Is it not refreshing to pass from the discussion into which you venture with Calvin, who fortunately is not alive to answer for himself, on the causes of grace (p. 118); or, again, your thesis on the causes of salvation (p. 153), wherein you do not mention, what the Schoolmen tell us, that most things have five kinds of causes; and to range at large in the simplicity of the Scriptures, which teach us that the cause of salvation is not only Jesus, His life, His love, His work, His blood; but also faith (Eph. ii. 8), hope (Rom. viii. 24), grace (Eph. ii. 5), the bath of regeneration (Tit. iii. 5), the engrafted Word (James i. 21), the gospel minister (Rom. xi. 14), and student (1 Tim. 16); and then, the hearer (Phil. ii. 12), his prayers (Phil. i. 19), and penitence (2 Cor. vii. 10); cause heaped upon cause with creative profusion, until we begin to see that your proposal of priestly mediation, in the Eucharistic way, as another cause of salvation, however kindly meant, is like the offer of a church candle in broad day.
To conclude. I have found fault with your Sacrifice, Altar, and Priest; but I think I can answer for it that you will find no fault with mine. The Christian Sacrifice was a sin-offering, once made eighteen centuries ago, without the gate of Jerusalem. It has often since been remembered, but never repeated. The Altar was of earth, the vast sin-burdened wreck of this fallen world, so well beloved of God, which drank up the blood. The Priest is Jesus; but He has made no sacrifice since, nor used an earthly altar.

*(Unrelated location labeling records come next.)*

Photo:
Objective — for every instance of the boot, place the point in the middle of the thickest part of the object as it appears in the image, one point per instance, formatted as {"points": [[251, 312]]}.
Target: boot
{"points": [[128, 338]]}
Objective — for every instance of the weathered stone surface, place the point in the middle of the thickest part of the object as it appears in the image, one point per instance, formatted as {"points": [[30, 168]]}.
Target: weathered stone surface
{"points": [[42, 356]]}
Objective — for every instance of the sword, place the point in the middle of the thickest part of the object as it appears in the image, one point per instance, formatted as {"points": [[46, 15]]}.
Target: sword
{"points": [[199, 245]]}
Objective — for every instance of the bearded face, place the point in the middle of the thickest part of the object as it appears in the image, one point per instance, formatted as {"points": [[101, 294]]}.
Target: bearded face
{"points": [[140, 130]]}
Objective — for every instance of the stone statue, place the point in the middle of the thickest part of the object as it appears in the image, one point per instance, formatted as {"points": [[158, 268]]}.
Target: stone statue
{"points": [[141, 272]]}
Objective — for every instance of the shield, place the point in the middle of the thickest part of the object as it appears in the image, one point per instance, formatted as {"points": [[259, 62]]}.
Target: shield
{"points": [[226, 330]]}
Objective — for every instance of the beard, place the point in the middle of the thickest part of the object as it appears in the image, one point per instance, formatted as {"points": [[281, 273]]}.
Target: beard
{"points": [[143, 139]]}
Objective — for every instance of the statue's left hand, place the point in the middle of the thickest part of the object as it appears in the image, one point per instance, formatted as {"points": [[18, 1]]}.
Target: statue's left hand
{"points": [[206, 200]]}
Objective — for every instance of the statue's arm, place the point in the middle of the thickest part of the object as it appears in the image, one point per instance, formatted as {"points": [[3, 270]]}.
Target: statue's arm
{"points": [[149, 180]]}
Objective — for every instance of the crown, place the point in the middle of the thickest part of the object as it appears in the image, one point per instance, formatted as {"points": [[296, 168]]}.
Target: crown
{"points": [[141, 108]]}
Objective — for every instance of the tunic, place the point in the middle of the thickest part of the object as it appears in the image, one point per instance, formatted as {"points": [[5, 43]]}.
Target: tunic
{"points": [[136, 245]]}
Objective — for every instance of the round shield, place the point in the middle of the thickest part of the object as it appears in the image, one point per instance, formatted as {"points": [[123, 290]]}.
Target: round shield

So much for the doctrine. I will make you a free gift of all the poetry which attaches to the words Sacrifice, and Altar, and Priest, in the varied play of religious imagination and allegorical induction. But we cannot build anything so serious as the way of our acceptance with God, or the character of our ministry in the Church, upon such frail foundations as these. And if we will but avoid the inconvenient confusion of sacrificial and Eucharistic terms, and adhere to the accurate phraseology of Scripture, as in a great measure our Liturgy does, we shall clear our thoughts, and expedite our conclusions, upon the important points to which you have ably directed attention.
“For the priest’s lips should keep knowledge, and they should seek the law at his mouth; for he is the messenger of the Lord of hosts.”—Malachi II. 7.